And finally, how the fragmentary narrative structure
reinforces that dynamic.
It flows so logically.
Context, the problem Dylan is complex, the solution, the film structure, the meaning identity is performance.
It's a perfect roadmap.
And notice she uses full sentences in the outline.
Corrigan recommends this.
Why is that so important?
If you just write Dylan's identity as a bullet point,
you might forget what you meant three days later.
I've definitely done that.
But if you write Dylan's identity is shown as a performance,
you have an argument.
You have a claim you can prove.
The text mentions that this outline creates the logic of the essay.

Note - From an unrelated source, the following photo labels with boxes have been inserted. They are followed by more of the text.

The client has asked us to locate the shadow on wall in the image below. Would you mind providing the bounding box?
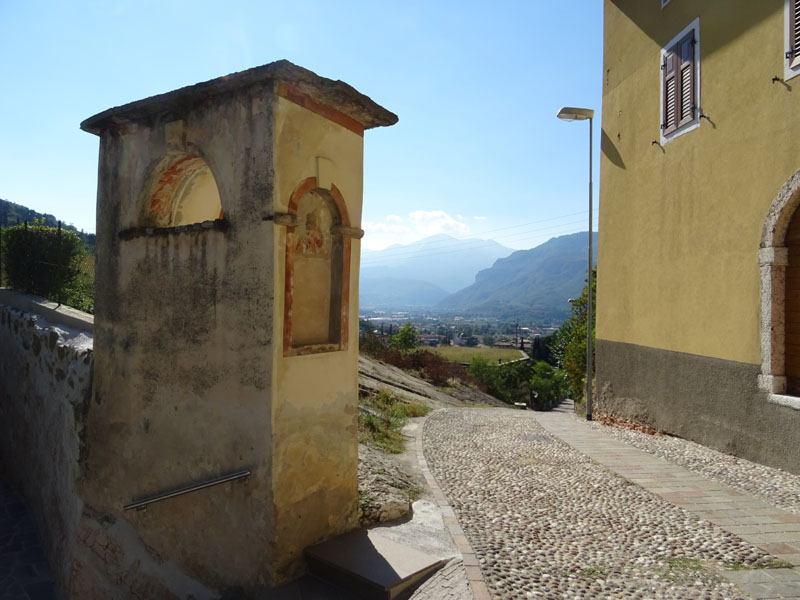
[600,129,625,169]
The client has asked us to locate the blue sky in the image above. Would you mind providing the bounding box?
[0,0,603,249]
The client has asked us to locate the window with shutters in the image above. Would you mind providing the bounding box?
[783,0,800,80]
[661,19,696,145]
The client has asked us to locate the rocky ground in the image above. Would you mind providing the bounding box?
[358,356,504,527]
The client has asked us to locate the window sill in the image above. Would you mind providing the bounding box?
[661,118,700,146]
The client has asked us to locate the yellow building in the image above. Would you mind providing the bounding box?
[597,0,800,472]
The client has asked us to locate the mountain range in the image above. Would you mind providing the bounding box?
[436,231,597,321]
[359,232,597,323]
[361,234,514,297]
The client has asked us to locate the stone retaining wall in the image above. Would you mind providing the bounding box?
[0,290,93,590]
[0,289,219,600]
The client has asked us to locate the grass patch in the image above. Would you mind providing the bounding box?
[358,390,431,454]
[429,346,523,363]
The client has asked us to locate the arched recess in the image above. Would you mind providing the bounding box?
[758,166,800,408]
[283,177,360,356]
[144,154,222,227]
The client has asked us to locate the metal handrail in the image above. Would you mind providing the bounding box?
[122,469,250,510]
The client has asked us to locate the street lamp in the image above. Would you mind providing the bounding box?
[556,106,594,421]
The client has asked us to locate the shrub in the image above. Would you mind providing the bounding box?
[530,361,569,410]
[2,220,94,308]
[358,390,431,454]
[467,356,532,404]
[389,321,419,350]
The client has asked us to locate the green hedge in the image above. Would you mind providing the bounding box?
[0,221,94,312]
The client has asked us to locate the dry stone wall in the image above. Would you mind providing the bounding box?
[0,298,93,589]
[0,289,219,600]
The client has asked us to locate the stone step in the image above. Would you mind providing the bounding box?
[305,529,447,600]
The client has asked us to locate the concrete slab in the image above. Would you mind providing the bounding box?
[305,530,447,600]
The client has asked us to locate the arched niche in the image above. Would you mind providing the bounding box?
[144,154,222,227]
[284,177,351,356]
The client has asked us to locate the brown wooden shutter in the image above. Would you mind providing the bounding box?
[786,0,800,67]
[661,45,678,135]
[678,31,696,127]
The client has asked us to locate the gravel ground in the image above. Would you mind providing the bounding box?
[424,409,771,599]
[575,417,800,514]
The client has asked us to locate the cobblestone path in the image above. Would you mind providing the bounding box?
[424,409,775,599]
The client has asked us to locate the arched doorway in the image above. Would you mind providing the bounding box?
[784,210,800,396]
[758,171,800,408]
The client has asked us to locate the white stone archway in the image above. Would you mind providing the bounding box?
[758,171,800,409]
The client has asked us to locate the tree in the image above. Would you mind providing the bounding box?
[550,267,597,402]
[2,219,88,309]
[528,335,557,366]
[530,360,569,410]
[390,321,419,350]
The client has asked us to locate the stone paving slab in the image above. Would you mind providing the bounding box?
[536,404,800,598]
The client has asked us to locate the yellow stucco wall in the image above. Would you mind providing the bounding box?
[597,0,800,364]
[272,98,363,580]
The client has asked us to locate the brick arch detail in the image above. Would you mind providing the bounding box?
[141,151,225,225]
[286,177,350,227]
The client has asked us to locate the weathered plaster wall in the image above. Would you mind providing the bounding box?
[272,98,363,577]
[596,0,800,471]
[597,0,800,364]
[82,85,273,590]
[0,290,92,591]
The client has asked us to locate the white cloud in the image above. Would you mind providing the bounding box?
[408,210,469,237]
[361,210,470,250]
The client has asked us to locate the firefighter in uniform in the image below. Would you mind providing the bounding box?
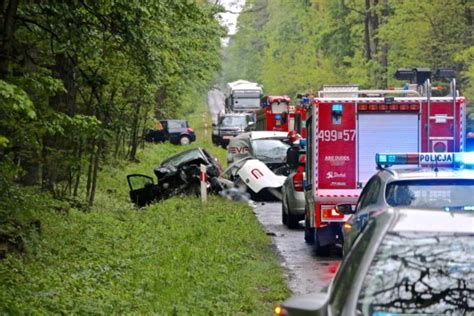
[286,131,301,170]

It proves that the argument holds water before you even write the first paragraph.
It saves you from that stage coach crashing moment.
Yeah.
You know the bridge is out ahead of time.
So you can fix the route.
It really emphasizes that writing isn't just putting words down, it's architecture.
It really is.
You have to build the frame before you put up the drywall.
That's a great way to put it.
Okay, so we have a map, we have a plan.
Now we have to actually write the sentences.
The hard part.
We have to put words on the page.
Yeah.
And this leads us to segment two, the right words.
Sound and vocabulary.
This is where I think a lot of people struggle because they try to sound smart.
Oh yeah, the thesaurus comes out.
They think academic writing means big abstract words, but Corrigan emphasizes concrete language.
Yes.
Concreteness is the antidote to vague, fluffy writing.
So what does that mean, concrete?
Film is a visual medium.
It is made of light, shadow, sound, and movement.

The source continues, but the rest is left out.